The author is married to Anita Raja, the woman identified as writing under the pen name of Elena Ferrante (I've read and written about her Neopolitan Quartet). One of her first books, The Days of Abandonment is, according to the NYT review of this book, the story of a woman with two children whose husband leaves her for a younger woman. Ties widens that story to include the husband's point of view, as well as those of the adult children.
The first chapter is Vanda's terror and rage at being left; Aldo then takes us to the present when they are in their 70s and we learn that after four years with Lidia, Aldo returned to the family. He describes a bit of their present life: the children have grown and left home, the two are about to leave for a week at the beach, and he has a couple of unpleasant exchanges when he is cheated of money. They have a pleasant vacation but return to terrible chaos in their apartment: all their belongings are smashed and ruined, papers and pictures destroyed, but neither cash nor jewelry was taken. Aldo encourages Vanda to go to sleep while he begins cleaning up.
He sees the letters Vanda wrote to him when he left and relives those times. It's hard to say who is ultimately more unpleasant. Aldo who abandoned his wife and children, because the times dictated that you should not deny your passion? A man who thought he was only betraying his wife and this decision had nothing to do with his children? Or Vanda who makes it clear when he returns that he has no say in the household or questions of raising the children and that if he disagreed with her, he could get out?
This short book succeeded in making me feel uncomfortable and not enlightened. I looked back at what I wrote about the Neopolitan Quartet and each of them, along with intense and minute considerations of what each party to a dispute thought and felt, had references and evocations of the wider world and how we live in it.
Domenico Starnone, Ties, Europa Editions, 2017, 144 pages (I read the Kindle version). Available at the UVa and public libraries and from Amazon.

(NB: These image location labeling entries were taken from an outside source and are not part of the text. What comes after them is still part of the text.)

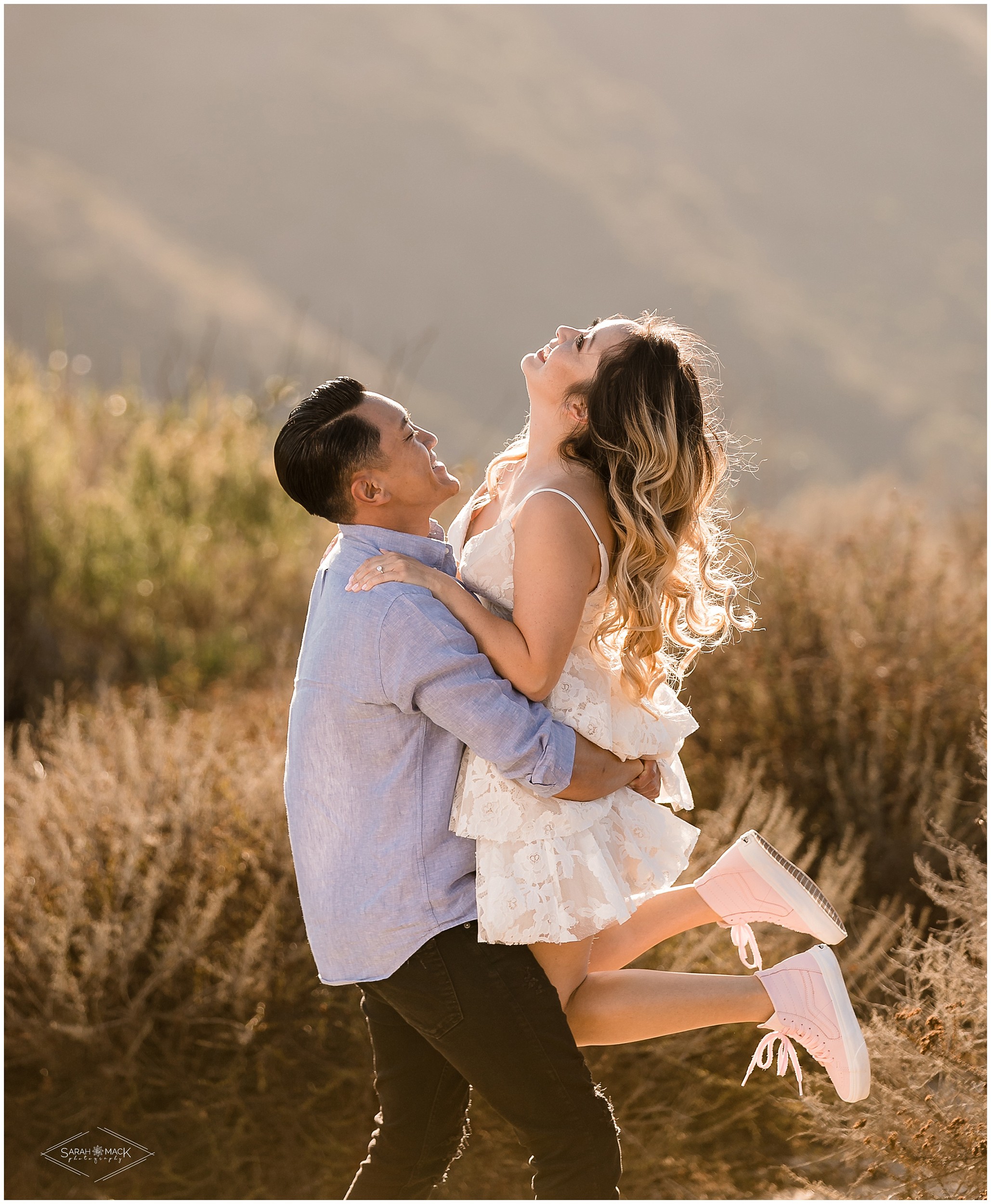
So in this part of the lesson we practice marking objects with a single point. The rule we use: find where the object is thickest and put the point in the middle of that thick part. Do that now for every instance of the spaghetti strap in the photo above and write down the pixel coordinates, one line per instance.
(604, 557)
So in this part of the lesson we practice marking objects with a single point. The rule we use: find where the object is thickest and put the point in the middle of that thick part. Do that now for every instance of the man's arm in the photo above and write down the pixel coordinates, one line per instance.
(429, 663)
(599, 772)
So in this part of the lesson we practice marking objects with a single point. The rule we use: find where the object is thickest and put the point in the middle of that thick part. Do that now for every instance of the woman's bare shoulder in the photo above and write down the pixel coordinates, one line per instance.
(588, 490)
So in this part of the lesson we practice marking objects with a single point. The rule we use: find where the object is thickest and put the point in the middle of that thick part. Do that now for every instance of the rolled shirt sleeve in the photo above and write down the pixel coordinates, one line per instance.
(430, 664)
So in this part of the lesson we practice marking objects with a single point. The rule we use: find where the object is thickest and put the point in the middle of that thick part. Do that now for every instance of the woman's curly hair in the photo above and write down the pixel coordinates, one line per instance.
(654, 440)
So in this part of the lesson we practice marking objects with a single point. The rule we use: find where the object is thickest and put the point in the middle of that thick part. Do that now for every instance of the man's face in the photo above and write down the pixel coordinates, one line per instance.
(411, 477)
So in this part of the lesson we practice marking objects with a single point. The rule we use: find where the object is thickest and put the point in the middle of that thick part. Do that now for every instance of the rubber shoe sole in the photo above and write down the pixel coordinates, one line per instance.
(795, 888)
(854, 1046)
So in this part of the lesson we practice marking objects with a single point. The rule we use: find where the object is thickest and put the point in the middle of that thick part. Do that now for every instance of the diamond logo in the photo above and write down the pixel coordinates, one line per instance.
(97, 1154)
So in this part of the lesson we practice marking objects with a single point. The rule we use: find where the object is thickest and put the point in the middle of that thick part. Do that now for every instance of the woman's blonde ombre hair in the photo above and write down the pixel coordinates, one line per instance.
(654, 440)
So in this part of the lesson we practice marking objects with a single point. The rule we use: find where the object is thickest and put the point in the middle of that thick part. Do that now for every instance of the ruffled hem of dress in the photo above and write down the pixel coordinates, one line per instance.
(564, 889)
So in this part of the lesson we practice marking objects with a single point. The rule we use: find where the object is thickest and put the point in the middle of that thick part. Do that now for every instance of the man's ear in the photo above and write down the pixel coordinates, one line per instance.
(366, 490)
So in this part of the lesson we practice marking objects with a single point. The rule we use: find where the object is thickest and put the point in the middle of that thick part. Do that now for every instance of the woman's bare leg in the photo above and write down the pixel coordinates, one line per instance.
(616, 1007)
(655, 920)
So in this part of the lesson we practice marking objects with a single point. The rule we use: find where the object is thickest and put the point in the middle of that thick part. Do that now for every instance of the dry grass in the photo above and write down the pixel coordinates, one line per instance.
(157, 960)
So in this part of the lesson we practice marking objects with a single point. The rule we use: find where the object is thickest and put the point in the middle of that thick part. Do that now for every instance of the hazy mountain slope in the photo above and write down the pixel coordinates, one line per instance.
(804, 184)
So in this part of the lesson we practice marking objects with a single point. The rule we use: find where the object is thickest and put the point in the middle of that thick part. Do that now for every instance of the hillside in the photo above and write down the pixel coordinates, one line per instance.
(804, 186)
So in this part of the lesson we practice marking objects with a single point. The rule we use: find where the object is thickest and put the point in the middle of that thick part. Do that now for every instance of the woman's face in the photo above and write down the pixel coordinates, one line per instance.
(571, 358)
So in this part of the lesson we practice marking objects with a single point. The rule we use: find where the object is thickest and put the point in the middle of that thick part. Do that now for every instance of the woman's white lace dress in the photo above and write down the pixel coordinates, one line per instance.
(556, 871)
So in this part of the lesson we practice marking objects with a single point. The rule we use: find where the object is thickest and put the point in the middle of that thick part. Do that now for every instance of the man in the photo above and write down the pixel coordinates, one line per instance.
(389, 689)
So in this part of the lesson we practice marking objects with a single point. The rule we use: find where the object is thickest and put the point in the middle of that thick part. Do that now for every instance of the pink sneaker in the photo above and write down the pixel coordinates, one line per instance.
(813, 1008)
(753, 882)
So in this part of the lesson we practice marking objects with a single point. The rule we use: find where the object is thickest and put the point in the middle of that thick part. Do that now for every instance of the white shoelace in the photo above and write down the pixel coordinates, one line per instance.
(764, 1055)
(742, 936)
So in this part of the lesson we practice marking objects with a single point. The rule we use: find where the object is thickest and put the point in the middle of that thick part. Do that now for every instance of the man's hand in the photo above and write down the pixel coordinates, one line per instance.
(650, 782)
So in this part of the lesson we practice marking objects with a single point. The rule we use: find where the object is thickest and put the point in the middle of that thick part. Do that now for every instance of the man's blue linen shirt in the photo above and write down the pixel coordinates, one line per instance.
(389, 688)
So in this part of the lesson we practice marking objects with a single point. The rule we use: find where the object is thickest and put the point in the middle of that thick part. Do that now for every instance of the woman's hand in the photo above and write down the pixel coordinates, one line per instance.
(393, 566)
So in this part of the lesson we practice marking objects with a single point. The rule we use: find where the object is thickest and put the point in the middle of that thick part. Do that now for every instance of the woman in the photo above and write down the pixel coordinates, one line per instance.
(597, 552)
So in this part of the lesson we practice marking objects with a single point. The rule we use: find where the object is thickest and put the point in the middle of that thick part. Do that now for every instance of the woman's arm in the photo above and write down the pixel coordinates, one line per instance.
(556, 565)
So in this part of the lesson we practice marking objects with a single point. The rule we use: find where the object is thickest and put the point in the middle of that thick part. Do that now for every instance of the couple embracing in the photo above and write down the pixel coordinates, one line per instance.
(483, 769)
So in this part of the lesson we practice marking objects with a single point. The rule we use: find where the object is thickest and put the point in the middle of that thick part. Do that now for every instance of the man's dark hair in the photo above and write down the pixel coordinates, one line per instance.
(323, 445)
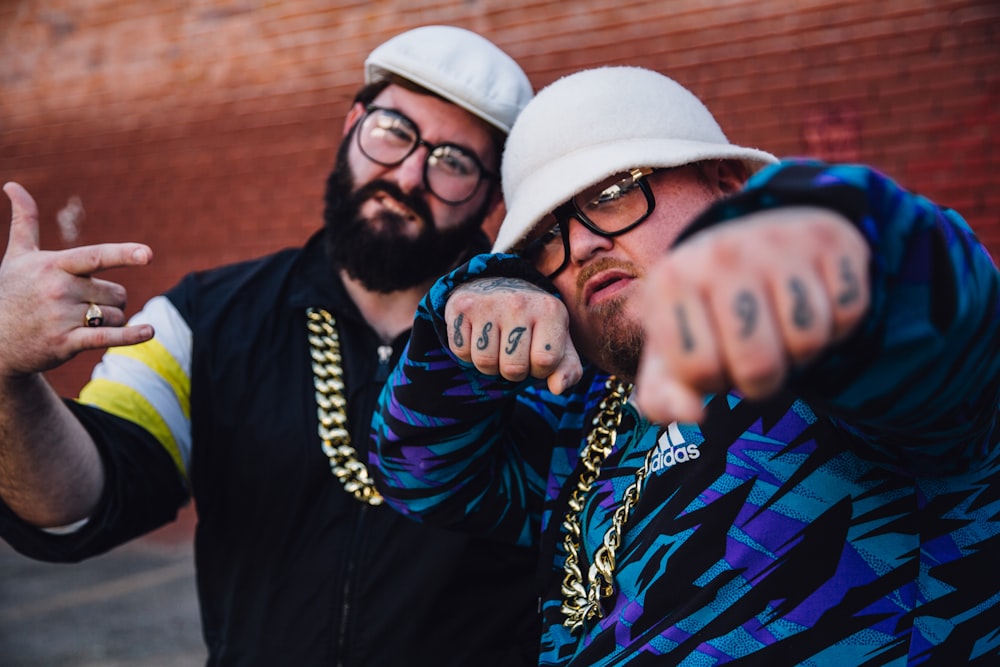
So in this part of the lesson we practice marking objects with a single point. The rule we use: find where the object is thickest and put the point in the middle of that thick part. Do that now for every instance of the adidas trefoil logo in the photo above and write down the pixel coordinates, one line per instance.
(671, 450)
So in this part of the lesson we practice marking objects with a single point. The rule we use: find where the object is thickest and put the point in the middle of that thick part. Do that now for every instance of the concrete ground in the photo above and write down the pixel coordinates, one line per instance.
(133, 607)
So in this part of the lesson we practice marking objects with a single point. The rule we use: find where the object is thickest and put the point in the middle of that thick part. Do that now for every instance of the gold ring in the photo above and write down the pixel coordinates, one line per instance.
(94, 316)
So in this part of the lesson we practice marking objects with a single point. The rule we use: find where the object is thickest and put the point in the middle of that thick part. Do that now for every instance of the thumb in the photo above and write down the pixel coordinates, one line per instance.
(567, 373)
(23, 219)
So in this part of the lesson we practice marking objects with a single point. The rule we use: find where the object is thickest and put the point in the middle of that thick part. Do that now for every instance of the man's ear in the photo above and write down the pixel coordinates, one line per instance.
(728, 176)
(356, 112)
(495, 212)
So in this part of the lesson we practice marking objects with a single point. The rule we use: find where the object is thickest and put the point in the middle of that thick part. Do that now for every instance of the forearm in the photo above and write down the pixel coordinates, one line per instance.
(50, 470)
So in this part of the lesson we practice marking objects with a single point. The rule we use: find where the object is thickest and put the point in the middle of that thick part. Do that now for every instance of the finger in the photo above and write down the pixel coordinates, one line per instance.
(23, 220)
(516, 352)
(679, 329)
(804, 314)
(846, 281)
(568, 372)
(110, 316)
(660, 397)
(681, 333)
(485, 347)
(95, 338)
(87, 260)
(459, 334)
(749, 340)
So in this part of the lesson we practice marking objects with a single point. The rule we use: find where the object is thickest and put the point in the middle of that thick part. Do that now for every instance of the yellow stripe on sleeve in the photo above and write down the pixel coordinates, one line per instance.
(158, 359)
(125, 402)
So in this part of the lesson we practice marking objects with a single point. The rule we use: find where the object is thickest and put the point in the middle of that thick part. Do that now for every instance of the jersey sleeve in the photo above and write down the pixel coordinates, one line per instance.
(922, 373)
(458, 448)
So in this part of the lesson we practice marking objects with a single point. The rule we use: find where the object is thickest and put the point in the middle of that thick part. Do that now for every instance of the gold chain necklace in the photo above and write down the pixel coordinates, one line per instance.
(328, 378)
(582, 604)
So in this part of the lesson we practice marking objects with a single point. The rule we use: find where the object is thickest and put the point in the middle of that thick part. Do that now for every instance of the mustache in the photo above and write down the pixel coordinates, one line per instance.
(603, 264)
(412, 201)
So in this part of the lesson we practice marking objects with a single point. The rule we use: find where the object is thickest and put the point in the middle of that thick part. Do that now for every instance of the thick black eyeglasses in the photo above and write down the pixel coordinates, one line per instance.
(452, 173)
(611, 208)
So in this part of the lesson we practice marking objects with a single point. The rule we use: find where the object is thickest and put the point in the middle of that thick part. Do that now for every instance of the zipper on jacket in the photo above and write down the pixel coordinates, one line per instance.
(345, 607)
(384, 366)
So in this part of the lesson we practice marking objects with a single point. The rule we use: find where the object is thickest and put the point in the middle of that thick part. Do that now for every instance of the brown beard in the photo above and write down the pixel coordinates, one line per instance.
(619, 343)
(382, 259)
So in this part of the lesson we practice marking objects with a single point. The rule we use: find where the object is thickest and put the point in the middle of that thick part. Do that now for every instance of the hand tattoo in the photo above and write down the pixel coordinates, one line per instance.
(458, 338)
(852, 287)
(502, 285)
(513, 338)
(484, 339)
(687, 338)
(802, 312)
(746, 310)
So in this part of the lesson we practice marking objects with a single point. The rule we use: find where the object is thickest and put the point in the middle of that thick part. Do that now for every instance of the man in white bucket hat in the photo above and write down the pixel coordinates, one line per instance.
(807, 471)
(255, 396)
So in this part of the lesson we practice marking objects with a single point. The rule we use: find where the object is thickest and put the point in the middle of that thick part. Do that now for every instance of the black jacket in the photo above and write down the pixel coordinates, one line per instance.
(291, 569)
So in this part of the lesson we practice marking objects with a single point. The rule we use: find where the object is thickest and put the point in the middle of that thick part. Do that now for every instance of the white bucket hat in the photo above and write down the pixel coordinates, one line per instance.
(595, 123)
(460, 66)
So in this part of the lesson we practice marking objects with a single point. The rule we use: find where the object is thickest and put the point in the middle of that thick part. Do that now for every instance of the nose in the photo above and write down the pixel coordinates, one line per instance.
(410, 172)
(583, 243)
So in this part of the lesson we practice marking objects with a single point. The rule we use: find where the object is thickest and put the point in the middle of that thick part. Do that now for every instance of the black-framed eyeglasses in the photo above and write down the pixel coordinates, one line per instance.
(611, 208)
(452, 173)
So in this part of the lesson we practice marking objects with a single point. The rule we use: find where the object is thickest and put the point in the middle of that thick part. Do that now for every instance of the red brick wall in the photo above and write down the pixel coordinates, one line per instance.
(206, 128)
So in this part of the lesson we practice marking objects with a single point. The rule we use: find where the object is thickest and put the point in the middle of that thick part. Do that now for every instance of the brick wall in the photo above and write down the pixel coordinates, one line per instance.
(206, 128)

I believe that D.S. simply published in his book his wife’s real letters that she sent him during their time of crisis and were the basis for the Days of Abandonment but in a more polished revised and modern approach to women’s strong characteristics, as she reinvent herself and not going back to her husband. Since Anita/ Elena already published the Days of Abandonment he then could publish his version again using her letters, without causing any damage to her work and gain a good start for his book.